Re: (OPE-L) Re: tendencies for equalization

From: Rakesh Bhandari (bhandari@BERKELEY.EDU)
Date: Thu Sep 30 2004 - 14:28:47 EDT


Drawing on Maurice Dobb,  one could offer an explanation for widening
income differentials between the skilled and the unskilled other than
skill intensive technological change.  That technical change can have
the effect of reducing the amount of labor required to produce a
certain output does not mean of course mean the absolute level of
employment will drop off. If demand is sufficiently elastic, the
cheapening of the output may of course enable a sufficient expansion
of output to maintain or even raise the absolute level of employment.
But the elasticity of demand is likely to increase only if income
increases first. Which leads us to the obvious question of how the
expansion of output can be under way if the initial effect of the
technique is to reduce employment.
Now the answer to this lies in the stimulation the new technique
gives to investment--Dobb draws from Joan Robinson here. Since by
their utilization capitalists can put more power behind "the elbows
[or fingers] of workers", i.e., raise productivity and therewith
relative surplus value, there is demand for the new techniques. This
should mean more employment in the machine making sector, which (I
assume following James Galbraith) is relatively skill intensive. An
investment boom, then induced by the availability of new technique
the assimilation of which will raise the ratio of machine to largely
unskilled labor, should raise the wages of skilled to unskilled labor.
However, a boom may also attenuate the skill premium. If it is strong
enough, it should induce more workers to "skill" themselves and
employers to draw from the pool of the unskilled and train them on
the job. At any rate, with the increased employment in the machine
making sector--and the addition of income related to these trades--
demand for all other goods and therewith wages all around should
increase as well. The building up of capital stock, while in itself
raising the skill premium, should however have a buoyant influence on
total employment and income, which may attenuate said premium.

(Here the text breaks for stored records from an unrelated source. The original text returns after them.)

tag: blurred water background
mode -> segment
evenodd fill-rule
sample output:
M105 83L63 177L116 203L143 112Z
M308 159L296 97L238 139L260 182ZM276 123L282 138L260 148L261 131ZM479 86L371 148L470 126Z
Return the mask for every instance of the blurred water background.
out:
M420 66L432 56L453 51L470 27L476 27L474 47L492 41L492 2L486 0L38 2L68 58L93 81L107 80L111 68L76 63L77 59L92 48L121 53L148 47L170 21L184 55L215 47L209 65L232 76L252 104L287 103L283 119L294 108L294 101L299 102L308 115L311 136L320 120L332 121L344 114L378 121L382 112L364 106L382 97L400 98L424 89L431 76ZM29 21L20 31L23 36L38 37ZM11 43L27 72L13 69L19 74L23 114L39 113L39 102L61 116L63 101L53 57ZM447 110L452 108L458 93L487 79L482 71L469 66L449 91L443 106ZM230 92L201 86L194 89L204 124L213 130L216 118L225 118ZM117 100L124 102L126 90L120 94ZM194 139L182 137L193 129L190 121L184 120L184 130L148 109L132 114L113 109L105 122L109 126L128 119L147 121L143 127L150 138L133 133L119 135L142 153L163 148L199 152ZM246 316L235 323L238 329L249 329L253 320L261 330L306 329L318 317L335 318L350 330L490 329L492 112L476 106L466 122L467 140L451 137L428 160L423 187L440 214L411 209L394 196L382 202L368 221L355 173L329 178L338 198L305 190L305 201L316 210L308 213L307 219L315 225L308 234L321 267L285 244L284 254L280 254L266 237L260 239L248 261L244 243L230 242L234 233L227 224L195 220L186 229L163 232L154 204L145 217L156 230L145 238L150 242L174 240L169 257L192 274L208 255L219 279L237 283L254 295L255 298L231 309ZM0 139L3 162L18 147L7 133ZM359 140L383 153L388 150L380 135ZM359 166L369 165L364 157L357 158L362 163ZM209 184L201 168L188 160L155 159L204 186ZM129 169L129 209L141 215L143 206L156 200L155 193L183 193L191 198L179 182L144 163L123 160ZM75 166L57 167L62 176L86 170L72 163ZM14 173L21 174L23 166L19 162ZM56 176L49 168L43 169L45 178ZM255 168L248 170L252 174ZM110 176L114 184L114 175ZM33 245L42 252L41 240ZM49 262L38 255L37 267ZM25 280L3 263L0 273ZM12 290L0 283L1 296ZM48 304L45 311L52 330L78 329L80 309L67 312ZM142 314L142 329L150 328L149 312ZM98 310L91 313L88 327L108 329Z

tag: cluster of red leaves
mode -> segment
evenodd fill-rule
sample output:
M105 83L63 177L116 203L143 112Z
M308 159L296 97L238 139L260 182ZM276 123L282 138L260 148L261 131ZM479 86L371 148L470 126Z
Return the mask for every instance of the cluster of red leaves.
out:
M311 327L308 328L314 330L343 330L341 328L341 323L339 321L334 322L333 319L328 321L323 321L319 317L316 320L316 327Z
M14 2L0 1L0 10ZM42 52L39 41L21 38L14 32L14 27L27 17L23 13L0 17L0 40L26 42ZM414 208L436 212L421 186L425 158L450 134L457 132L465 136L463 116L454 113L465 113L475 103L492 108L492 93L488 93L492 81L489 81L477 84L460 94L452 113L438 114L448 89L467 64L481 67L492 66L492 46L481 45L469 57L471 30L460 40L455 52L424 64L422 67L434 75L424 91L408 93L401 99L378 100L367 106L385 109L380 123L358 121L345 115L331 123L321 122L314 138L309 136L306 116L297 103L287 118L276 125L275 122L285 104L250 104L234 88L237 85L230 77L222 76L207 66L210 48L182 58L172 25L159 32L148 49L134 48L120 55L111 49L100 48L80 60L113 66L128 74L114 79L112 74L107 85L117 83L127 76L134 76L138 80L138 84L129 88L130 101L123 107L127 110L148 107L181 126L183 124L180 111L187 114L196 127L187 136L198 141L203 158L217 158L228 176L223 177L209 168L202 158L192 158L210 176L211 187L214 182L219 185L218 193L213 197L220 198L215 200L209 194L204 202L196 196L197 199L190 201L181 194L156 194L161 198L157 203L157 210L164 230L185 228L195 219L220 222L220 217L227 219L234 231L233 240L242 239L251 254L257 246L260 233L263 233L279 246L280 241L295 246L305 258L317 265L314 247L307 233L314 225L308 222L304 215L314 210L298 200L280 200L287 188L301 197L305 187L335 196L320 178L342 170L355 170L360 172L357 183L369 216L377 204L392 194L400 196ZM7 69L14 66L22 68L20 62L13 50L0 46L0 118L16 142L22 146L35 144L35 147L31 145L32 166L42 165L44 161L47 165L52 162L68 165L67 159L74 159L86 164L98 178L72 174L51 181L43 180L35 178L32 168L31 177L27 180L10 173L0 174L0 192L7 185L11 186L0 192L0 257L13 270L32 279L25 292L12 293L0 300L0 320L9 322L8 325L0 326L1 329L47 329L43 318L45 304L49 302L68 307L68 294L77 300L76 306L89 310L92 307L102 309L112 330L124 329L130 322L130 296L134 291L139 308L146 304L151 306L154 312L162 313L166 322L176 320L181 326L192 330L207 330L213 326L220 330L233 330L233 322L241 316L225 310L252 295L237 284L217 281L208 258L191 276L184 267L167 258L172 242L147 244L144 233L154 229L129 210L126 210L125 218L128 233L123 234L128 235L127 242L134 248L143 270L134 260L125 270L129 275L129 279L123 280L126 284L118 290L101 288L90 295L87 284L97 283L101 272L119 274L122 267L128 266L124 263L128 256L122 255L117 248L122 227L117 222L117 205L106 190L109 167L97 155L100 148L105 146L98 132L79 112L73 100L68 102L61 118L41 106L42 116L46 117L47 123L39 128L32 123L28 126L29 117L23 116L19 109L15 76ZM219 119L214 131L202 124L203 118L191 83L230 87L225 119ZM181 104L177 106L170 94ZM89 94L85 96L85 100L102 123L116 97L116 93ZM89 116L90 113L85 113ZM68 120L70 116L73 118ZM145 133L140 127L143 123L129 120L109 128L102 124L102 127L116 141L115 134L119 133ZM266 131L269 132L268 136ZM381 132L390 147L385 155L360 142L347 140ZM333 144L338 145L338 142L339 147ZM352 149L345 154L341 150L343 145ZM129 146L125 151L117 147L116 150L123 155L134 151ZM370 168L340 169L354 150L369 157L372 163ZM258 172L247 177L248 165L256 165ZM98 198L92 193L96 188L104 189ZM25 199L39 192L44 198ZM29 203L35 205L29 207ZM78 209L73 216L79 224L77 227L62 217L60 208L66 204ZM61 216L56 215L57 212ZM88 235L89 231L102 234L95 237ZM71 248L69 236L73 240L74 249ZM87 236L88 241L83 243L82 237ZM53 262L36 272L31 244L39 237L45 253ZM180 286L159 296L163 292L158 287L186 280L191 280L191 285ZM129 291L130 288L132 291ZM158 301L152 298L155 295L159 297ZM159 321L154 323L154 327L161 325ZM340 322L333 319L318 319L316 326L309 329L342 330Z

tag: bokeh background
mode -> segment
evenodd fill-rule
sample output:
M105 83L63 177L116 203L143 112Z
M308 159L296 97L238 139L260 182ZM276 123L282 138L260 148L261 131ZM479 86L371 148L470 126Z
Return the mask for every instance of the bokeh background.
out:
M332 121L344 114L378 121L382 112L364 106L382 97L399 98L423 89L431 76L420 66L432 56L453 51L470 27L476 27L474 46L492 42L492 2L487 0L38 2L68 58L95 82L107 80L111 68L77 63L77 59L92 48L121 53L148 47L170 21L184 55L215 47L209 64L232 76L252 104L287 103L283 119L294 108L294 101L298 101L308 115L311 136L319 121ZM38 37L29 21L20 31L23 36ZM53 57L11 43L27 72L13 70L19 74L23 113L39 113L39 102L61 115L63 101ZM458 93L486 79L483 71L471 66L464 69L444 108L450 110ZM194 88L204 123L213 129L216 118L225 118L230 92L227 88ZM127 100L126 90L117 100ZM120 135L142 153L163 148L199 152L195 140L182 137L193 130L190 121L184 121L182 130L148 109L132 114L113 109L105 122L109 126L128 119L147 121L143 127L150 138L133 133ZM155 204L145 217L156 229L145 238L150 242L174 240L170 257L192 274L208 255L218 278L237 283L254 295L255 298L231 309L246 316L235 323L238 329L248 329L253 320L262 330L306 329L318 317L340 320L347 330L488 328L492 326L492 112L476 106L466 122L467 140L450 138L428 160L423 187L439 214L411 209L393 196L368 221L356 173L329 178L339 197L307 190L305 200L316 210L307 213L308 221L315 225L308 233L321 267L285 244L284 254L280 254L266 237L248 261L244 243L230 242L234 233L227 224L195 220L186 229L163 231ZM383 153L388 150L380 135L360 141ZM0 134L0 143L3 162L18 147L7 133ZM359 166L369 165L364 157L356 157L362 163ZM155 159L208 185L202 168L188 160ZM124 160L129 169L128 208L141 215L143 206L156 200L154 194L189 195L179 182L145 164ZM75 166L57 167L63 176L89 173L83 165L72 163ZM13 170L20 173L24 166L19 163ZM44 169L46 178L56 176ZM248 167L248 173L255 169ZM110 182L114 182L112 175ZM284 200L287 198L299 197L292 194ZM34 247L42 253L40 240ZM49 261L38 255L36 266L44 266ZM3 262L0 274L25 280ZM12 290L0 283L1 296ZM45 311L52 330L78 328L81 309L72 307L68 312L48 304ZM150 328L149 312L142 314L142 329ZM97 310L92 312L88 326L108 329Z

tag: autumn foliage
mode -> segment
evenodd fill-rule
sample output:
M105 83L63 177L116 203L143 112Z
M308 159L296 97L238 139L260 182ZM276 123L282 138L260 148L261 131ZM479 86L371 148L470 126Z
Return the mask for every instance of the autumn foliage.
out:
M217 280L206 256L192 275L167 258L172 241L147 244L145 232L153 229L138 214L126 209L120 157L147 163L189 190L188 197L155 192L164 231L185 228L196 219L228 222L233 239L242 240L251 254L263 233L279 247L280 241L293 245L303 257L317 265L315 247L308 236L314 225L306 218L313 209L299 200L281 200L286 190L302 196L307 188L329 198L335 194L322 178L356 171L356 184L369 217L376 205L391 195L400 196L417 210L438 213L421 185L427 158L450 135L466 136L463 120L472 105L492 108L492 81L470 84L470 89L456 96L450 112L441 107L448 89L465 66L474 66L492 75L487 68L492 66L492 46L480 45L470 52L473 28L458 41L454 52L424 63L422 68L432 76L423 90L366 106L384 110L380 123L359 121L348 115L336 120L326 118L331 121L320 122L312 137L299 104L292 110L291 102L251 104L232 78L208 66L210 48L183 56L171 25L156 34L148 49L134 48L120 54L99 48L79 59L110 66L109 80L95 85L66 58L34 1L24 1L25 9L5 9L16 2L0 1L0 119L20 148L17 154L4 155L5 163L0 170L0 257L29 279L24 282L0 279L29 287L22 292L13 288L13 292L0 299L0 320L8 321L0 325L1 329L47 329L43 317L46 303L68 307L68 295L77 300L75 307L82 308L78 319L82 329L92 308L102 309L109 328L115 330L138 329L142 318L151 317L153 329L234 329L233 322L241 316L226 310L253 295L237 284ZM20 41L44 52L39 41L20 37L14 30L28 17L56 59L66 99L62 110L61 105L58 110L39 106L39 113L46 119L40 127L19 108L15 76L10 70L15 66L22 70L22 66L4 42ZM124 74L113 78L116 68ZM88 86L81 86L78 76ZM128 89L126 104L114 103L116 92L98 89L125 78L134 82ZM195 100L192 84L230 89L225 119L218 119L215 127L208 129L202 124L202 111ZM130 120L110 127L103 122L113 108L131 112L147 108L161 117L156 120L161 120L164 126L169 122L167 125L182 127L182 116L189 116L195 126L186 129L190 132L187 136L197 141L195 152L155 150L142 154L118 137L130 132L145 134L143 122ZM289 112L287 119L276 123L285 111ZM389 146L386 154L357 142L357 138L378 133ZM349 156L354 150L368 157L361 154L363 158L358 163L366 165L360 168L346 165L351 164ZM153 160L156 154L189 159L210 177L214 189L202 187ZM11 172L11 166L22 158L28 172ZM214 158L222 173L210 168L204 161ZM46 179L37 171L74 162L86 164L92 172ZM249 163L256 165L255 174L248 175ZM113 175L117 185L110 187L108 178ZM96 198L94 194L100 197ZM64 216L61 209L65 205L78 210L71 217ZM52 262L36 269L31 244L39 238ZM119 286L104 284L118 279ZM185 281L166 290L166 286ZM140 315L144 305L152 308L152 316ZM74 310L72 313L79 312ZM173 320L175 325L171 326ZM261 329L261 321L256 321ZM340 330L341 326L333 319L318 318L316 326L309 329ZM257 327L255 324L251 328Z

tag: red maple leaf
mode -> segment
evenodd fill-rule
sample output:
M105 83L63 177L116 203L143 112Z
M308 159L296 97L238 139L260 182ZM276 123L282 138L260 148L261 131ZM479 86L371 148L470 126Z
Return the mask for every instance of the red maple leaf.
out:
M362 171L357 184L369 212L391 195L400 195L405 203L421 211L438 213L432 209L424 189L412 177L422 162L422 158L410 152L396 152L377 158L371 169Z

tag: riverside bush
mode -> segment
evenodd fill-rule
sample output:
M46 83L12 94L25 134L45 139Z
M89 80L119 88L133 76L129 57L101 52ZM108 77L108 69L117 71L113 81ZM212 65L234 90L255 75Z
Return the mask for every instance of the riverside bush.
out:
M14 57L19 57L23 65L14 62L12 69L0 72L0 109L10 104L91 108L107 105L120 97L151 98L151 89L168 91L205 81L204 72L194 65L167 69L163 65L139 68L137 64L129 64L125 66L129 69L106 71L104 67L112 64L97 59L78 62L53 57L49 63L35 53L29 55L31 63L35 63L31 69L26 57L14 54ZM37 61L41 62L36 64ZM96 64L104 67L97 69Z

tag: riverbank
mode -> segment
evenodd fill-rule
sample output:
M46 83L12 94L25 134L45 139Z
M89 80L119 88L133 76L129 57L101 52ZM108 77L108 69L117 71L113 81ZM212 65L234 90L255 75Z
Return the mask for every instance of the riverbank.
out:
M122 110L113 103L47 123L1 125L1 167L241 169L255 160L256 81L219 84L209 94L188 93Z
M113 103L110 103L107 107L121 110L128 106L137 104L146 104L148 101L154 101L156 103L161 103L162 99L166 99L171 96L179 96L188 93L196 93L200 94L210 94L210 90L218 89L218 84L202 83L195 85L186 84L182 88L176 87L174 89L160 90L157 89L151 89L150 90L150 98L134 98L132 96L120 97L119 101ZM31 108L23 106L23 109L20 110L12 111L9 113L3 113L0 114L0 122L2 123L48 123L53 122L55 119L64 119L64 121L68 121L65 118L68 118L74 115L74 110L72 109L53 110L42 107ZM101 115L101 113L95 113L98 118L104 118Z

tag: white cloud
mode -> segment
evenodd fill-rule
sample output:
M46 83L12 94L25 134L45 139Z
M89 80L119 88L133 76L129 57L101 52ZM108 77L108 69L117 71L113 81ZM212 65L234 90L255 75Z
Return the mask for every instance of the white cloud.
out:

However, once the process of building up is over, less direct labor
is indeed now required to produce a given level of output and with
the drop off in the new demand provided by surging skill-intensive
employment in the machine making sector, the elasticity of demand is
reduced from the reduction of income; thus,  an oversupply of
unskilled labor may now well develop, driving wages down
precipitously from competition and the shift of workers to less
renumerative sectors. Of course the slow down in the demand for the
output of the machine making sector may lead to reduction in the
wages of skilled workers as well, but one suspects that their fall
may not be as steep as for unskilled workers who will be in no
position to upgrade themselves, thus relieving skilled workers of
greater competition: they will have become more of a non-competing
group.  In short, the skill premium may be greatest at the point
technological change has petered out.